Another co-lead, Aaron Vercoe, agreed.
“Our wellbeing part of our strategic aims is really important because attendance falls into that category and as you’re probably aware, attendance is a big push across our country at the moment.
“So developing that and working together with schools – you can’t do that individually in silos, it doesn’t work.”
He said the close connections between schools in the region was crucial as students transitioned from primary, intermediate and high school.
“Even though students are displaying increased anxiety, we can focus on that and ensure that those children who have those additional needs when they transition between schools, that we know who they are, we know what’s working well for them, which agencies are involved.
“So when you transition, you’re not just starting from scratch – you can start where they left off.”
Communities of Learning began in 2014 under the then-National government’s Investing in Educational Success initiative.
It gave schools the opportunity to form a “community” with other nearby schools, kura or early childhood centres as a way to share resources, develop best practice models and measure achievement.
Each Kāhui Ako develops its own strategy, based on what goals it wants to achieve. Those leading the cluster, as well as across-school and within-school leads are also allocated funding to carry out the work.
For many, that funding has been written into their collective agreements.
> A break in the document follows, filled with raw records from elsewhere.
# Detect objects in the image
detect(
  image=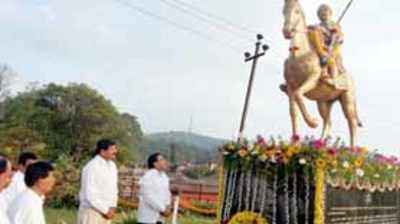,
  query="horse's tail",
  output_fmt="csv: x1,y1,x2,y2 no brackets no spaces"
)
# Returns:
354,102,364,128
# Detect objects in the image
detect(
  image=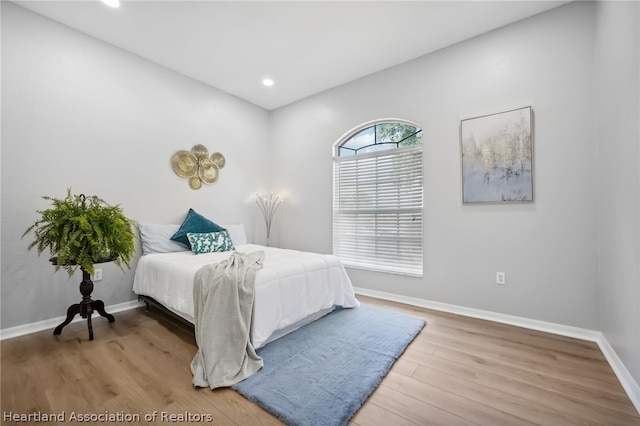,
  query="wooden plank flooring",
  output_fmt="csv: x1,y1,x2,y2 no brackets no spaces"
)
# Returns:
0,296,640,426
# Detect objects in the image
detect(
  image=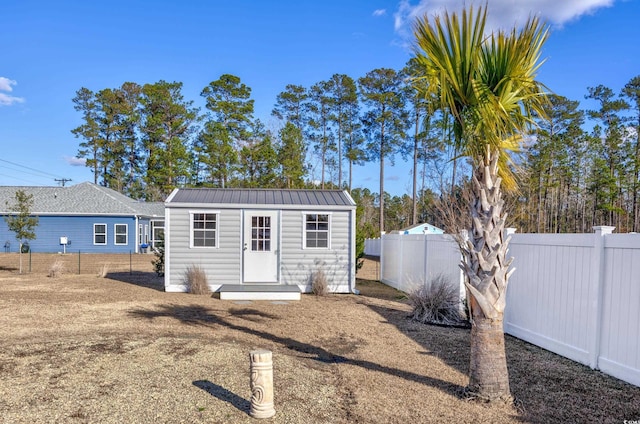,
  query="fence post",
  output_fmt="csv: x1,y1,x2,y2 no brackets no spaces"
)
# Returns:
379,234,385,281
588,225,615,369
396,234,407,291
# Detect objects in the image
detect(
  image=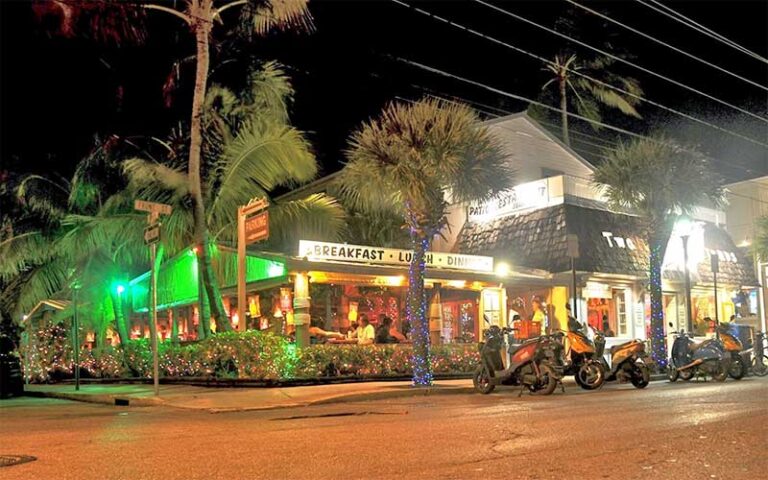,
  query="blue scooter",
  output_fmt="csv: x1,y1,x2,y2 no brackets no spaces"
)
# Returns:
667,323,731,382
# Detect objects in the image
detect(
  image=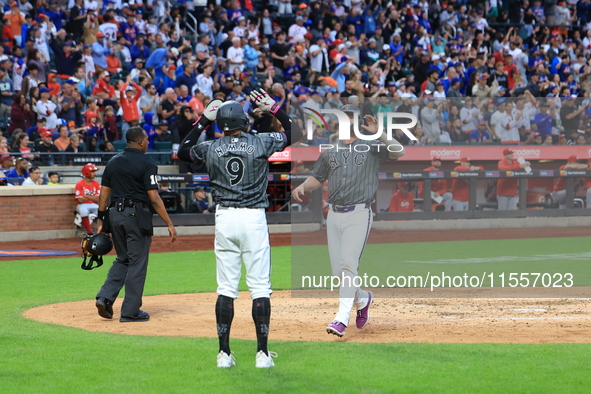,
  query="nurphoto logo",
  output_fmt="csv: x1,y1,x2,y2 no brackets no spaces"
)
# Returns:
304,107,417,141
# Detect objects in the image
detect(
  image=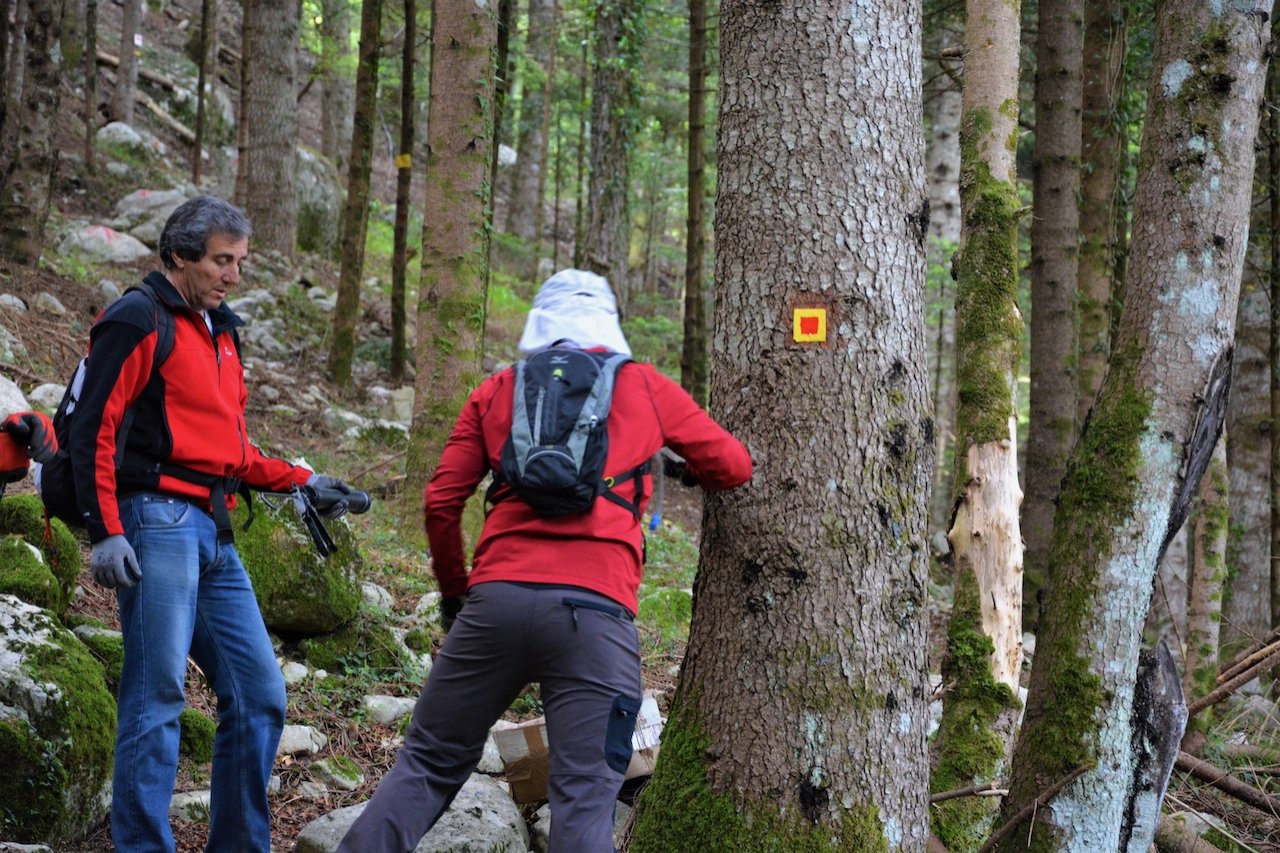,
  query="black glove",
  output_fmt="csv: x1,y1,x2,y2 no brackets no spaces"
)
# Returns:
440,596,467,634
0,411,58,464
Beattie said it had allowed for some big gains with regard to student achievement and wellbeing, despite the “fly in the ointment” pandemic.
But the Principals Federation warned it was not so seamless for all Kāhui Ako.
National president Cherie Taylor-Patel said about a third of the 220 groups were going well.
“It does need to be reviewed because it’s a lot of money that could be used differently.”
She said the idea of collaborating was good, but there was concern that money was being used up in the layers of leadership and could be better spent on teachers’ professional development and release time.
“It has grown middle leadership and brought people into leadership roles but it feels like it’s time for a review… it feels like the funding could be better spent.
“Post-Covid it’s a wonderful opportunity to focus on strategies to find gaps in learning. It’s an opportunity to review and restructure.”
NZEI Te Riu Roa president Liam Rutherford said there were definitely mixed views around Kāhui Ako.
“What we do hear from people across the board, is the need for greater levels of flexibility at that grassroots level.
“So the funding model is quite rigid and tends to drive a lot of the behaviour.
“A lot of the funding does tend to get tied up in allowances for people doing the roles and that’s at odds because what we hear time and time again, from particularly the primary and early childhood sector, is people are absolutely starved of time and so it doesn’t really make sense that you’re paying people these allowances that they don’t then have the time to be able to work alongside their colleagues.”
St Josephs’ School Timaru principal Carmel Brosnahan-Pye leads a cluster of five Catholic schools in the region and said while the system worked well for them, she welcomes the review.
“We’ve been able to access a lot of things collectively that would have taken a lot of time to access individually, like professional development for teachers.
“But it does makes it difficult when someone is getting paid for something. However, nobody’s that keen to take the job on because it’s over and above.”
Post Primary Teachers’ Association president Melanie Webber shared those concerns.
“There are some [Kāhui Ako] that are absolutely singing, but there are others that are not working as well and so we need to make sure that we’re sharing that best practice across.”
“PPTA would like to see more flexibility within the within-school teacher roles, for schools to have more discretion about how that funding is used.”
A separate piece of work within the review is looking at whether there is room for this.
Webber said this was due to be completed by the end of the year.
University of Auckland education lecturer Dr Kaye Twyford said the initiative was never going to be a quick fix.
“There are so many parts needed to make it successful, leadership, expertise, shifts in hearts and minds, resources, new roles and ways of working.
“Looking at the cost is only one factor to consider. What is the cost to learners if the funding stops? How will that money be used? How will we know?”
About three-quarters of schools are connected with a Kāhui Ako, however a moratorium on establishing new clusters was brought in in 2019.